Although the focus of our study is on future lesion prediction, for clinical applicability the preprocessing is also relevant. Twenty-two subjects were removed from the dataset due to unsatisfactory preprocessing results. Registration of follow-up data was to be the least problematic and only one subject was lost due to misregistration of a screening visit acquired during the oldest acquisition period, period 1. Too small breast size for patch extraction affected eight subjects, but was mainly a limitation, for screening visits acquired during Period 2. For scans with higher resolution, such as those in Period 3, only one subject was excluded. A patch size of 64 × 64 might therefore be feasible for most subjects at the resolution of current MRI protocols. Furthermore, the patch size used in the model could be changed, if a smaller patch size should be more feasible. The preprocessing step leading to most exclusions (n = 13 subjects) was segmentation, due to unsatisfactory segmentation results. U-nets [42], which are the current state-of-the-art for segmentation, could improve the segmentation of breast tissue. However, they first would need to be trained on already manually annotated MRI scans.

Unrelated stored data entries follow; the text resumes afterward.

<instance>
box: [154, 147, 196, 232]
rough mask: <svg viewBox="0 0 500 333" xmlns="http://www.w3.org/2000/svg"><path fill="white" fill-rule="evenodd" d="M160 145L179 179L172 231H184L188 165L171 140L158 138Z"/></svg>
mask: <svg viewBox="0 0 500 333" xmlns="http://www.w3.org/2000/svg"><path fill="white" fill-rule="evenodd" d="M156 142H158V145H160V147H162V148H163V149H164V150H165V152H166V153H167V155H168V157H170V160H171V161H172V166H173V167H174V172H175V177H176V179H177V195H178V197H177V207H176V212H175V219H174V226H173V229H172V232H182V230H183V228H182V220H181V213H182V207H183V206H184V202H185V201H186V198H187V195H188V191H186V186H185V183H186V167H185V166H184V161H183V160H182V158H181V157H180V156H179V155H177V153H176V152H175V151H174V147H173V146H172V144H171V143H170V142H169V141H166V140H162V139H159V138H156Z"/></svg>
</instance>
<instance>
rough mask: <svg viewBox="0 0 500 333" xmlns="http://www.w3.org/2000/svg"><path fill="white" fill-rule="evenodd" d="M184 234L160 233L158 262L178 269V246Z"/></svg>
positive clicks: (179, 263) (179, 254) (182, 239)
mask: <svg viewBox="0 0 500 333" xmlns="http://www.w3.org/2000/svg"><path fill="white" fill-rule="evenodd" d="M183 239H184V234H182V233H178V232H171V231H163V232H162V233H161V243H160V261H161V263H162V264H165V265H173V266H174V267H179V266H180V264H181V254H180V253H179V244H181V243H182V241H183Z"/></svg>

One main limitation of this study is the small sample size with only 64 subjects on the patient level. Apart from that, we evaluated our approach on the patch level, yielding a sample size of 104,531 patches of normal tissue change and 455 patches of future lesion locations. Furthermore, although our method mimics the approach of radiologists when screening imaging data by searching for differences between subsequent screening visits, our model requires at least two consecutive studies reflecting the high-risk screening population, where regular yearly CE-MRI scans of the breast are performed. This makes it inapplicable to women on their first visit. Another limitation of the study is the scanner bias when evaluating our examination-level score. Heterogeneity in medical data, such as the use of different scanners and acquisition protocols, is a common problem for computational image analysis. Nevertheless, our anomaly score was associated with future lesions regardless of this factor. We aggregated BI-RADS 2, 3, 4, or 5 scores to a single class (> BI-RADS 1), without differentiating malignancy. However, we performed a post hoc analysis of the results and investigated the possible malignancy of lesions that were not successfully predicted and found that they were all benign. Even though the study was conducted on 1.5-T CE-MRI data, we expect the results to be transferable directly also to higher field strength scanners such as 3 T. Increased image quality might further facilitate the identification of precursor image signatures.

In summary, anomaly detection is a feasible approach to identify precursor signatures of future lesion emergence in CE-MRI of high-risk women, which might form the basis for adjusting individual screening intervals. Training a representative model of normal variability can detect signatures that are not yet well defined, without the need for annotated examples with lesions. Therefore, our approach is in principle also applicable to CE-MRI of women at normal risk. However, further validation is required to assess the feasibility of implementing corresponding adaptive screening strategies on normal-risk populations. In the context of high-risk screening, the next steps will be the investigation of prediction accuracy for benign and malignant lesions, as well as the influence of background enhancement and breast density on our anomaly score.